Will Work For Life

An unsettling thought occurred to me while I was taking a break after completing six online job applications in a row. That may not sound like many, but it is. The process for jobs I am interested in is excruciatingly tedious. I won’t bore you with the details of my search and rescue mission on dot coms dedicated to helping us find work ’til we die.

Which is closer for some than others.

There seems to be a trend for people of a certain age to humble vent on LinkedIn. Humble venting is a bit like humble bragging, you know, when someone tells how grateful they are for something in that false modesty language with the undertone of “OMG, this awesome thing makes my life so much better than yours and now everyone will want to be my friend so that they can be amazing like me, but they can’t, no one can, not even you.”

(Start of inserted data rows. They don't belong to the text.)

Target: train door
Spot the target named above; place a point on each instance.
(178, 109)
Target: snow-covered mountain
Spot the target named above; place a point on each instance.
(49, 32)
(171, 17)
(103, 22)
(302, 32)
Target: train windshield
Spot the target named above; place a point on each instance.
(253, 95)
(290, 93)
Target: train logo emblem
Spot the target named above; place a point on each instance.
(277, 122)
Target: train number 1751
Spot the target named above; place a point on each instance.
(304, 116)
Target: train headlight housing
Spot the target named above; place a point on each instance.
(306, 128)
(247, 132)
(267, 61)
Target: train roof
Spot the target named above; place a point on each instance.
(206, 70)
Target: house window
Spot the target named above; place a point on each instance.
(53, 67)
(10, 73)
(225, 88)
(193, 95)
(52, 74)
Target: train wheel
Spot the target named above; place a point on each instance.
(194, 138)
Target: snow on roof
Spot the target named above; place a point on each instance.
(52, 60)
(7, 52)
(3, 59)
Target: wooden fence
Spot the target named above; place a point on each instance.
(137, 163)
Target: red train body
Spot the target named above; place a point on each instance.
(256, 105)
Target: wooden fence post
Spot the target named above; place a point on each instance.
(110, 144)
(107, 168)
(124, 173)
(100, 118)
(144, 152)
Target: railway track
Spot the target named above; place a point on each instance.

Yeah, you know exactly what I’m saying.

ANYWAY, humble venters are people who tell you that they have finally found their dream job with one of the ten best ever companies to work for. A company that values experience and rewards thought leaders and sends fairies riding unicorns to their house in the middle of the night to lay out their business casual wear and set up the coffee maker so that all they have to do is press the button and hop in the shower.

THEN, they go on to say how horribly rotten the job search experience was for them. How a thousand man hours produced hundreds of applications that yielded only a few dozen interviews and how their ego was dealt a deathblow every time an email, thanking them for there interest, but to NEVER EVER expect to get so much as spam in the future, came after hitting refresh on their phone, iPad, AND PC fifty-two times each, oh, but now after torturous months, their faith in humanity has been completely restored.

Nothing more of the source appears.